I’m beginning to see that all the crap that comes with ageing is external and all the good stuff is internal. By external, I mean not just the gradual onset of hip issues and the urge to splash out on miracle moisturisers, but the gaze and attitudes of those around you. Imagine a set of scales with your internal life on one side and your external side, your corporeal place in the world, on the left. For a long time the weights are equal, you rarely even notice your external and internal existence are actually separate entities at all, then suddenly the scales begin to tip. The side containing your internal life begins to rise exponentially, but, in order for this to happen, the side of the scales holding your external, corporeal side begins to plunge. 

I never turned heads as I walked into a room, even when I was younger, so I already know something of invisibility. I’ve never had a perfect body, I’ve always struggled with my weight. Sadly I was in my ‘physical prime’ during the 90s and 00s, when if you were a woman over a size 12 you were considered too fat to be attractive. But I didn’t realise until it started diminishing the social currency afforded to us by purely being in ownership of a great pair of tits, long smooth legs and unwrinkled skin. And I’m not just talking sexual currency.

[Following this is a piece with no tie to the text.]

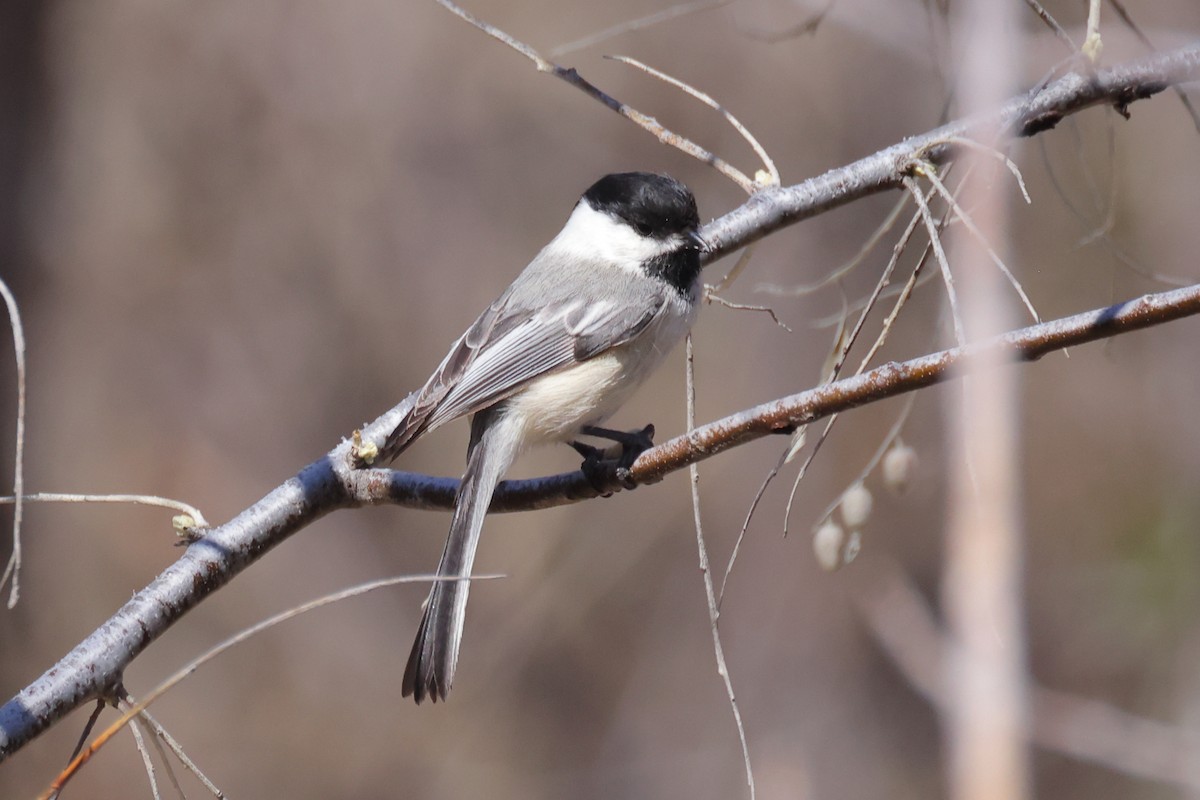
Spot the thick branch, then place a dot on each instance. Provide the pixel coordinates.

Just having ownership of the above got me access to spaces and situations with a lot less effort than it takes now. 

And what about sex and relationships? I could write a book about how nightmarish it is to suddenly realise you’re 45 and still floundering around in the dating pool. Finding a relationship when you’re becoming invisible is a laughable pursuit. Even the men of my age don’t really see the forty or fifty-something single women around them. I still have a healthy sex drive and want to fall in love as much as I did twenty-five years ago. No matter how fabulous we are, forty-plus women are considered second choice, lower-grade collateral on the cis/het dating market. I know this because I get so few good matches nowadays that I’ve deleted the dating apps. I also know this because I asked a man I know through a mutual friend out on a date last year. After a couple of months together he announced one evening that he wouldn’t have even considered me, or anyone else of my age, as a romantic prospect before I asked him out. But luckily for me, I’d won him over with my amazing personality and now he could see my true beauty. He is four years older than me. He is also now my ex.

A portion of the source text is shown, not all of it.